In one example, taking the light emitting element 1120 as an OLED as an example, the OLED can drive the voltage V according to the light emitting control signal EM and the data_SR(otherwise known as original machine drive voltage) determines the operating current.

The various modules of the electronic device are described below by way of example.

Referring to fig. 2, fig. 2 is a block diagram of an electronic device according to an embodiment of the invention.

In one possible implementation, as shown in fig. 2, the control module 30 may include:

a logical AND operation unit 310 for receiving the data driving voltage V of each display unit 110_SRAnd the preset voltage V_REFAnd a logical AND operation is performed on the comparison result signal P (including P1 to Pk, k being an integer greater than 0) to generate a data driving voltage V at any one of the display cells 110_SRLower than a predetermined voltage V_REFThe first valid signal PD is output.

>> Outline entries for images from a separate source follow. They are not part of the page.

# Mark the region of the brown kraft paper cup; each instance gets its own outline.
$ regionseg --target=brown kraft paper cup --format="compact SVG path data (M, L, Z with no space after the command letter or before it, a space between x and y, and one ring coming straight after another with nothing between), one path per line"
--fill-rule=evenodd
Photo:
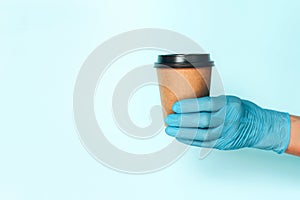
M176 101L209 96L211 69L209 54L160 55L155 63L164 118L174 113Z

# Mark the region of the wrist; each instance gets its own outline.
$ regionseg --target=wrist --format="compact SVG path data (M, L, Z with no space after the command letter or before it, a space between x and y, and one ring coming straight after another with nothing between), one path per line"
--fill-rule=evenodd
M290 116L290 142L285 153L300 156L300 117Z

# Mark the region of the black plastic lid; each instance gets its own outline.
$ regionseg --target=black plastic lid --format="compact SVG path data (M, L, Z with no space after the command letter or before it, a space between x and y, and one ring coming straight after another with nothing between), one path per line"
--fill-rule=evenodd
M212 67L209 54L167 54L159 55L155 68L199 68Z

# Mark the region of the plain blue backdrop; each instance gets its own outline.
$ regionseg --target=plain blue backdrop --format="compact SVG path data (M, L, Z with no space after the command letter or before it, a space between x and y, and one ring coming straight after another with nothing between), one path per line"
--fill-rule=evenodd
M80 143L72 95L82 63L103 41L164 28L212 54L227 94L300 115L299 9L297 0L1 0L0 199L298 197L300 158L272 152L214 151L199 160L192 148L147 175L104 167Z

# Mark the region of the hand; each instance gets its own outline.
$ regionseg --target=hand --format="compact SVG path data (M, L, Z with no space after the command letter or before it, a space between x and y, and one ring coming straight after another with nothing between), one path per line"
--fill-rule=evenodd
M234 96L185 99L166 117L166 133L178 141L219 150L258 148L283 153L290 140L288 113L260 108Z

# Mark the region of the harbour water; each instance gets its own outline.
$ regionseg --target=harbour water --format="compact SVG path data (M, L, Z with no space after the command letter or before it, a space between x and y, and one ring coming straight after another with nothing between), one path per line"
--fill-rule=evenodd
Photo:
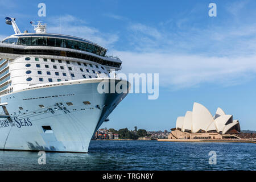
M88 154L0 151L1 170L256 170L256 144L92 141ZM216 164L209 152L216 151Z

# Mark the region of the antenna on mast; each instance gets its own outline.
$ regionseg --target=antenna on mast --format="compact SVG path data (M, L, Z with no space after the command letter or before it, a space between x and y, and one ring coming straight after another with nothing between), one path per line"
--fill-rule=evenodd
M5 17L5 23L7 24L13 26L13 30L14 30L15 34L21 34L20 31L19 30L19 28L17 26L17 24L15 23L15 18L6 16Z

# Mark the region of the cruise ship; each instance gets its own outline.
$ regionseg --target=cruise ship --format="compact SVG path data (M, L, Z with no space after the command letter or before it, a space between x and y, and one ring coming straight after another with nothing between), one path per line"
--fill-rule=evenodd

In one example, the and logic operation unit 310 may include a logic and gate (&) for performing a logical and operation on the plurality of comparison result signals P inputted, and when any one of the comparison result signals is low level (logic 0), the and logic operation unit 310 may output a low level signal, i.e., the first valid signal PD.

It should be noted that the and logic unit 310 may be disposed inside the display module 10, or may be disposed outside, which is not limited by the embodiment of the present invention.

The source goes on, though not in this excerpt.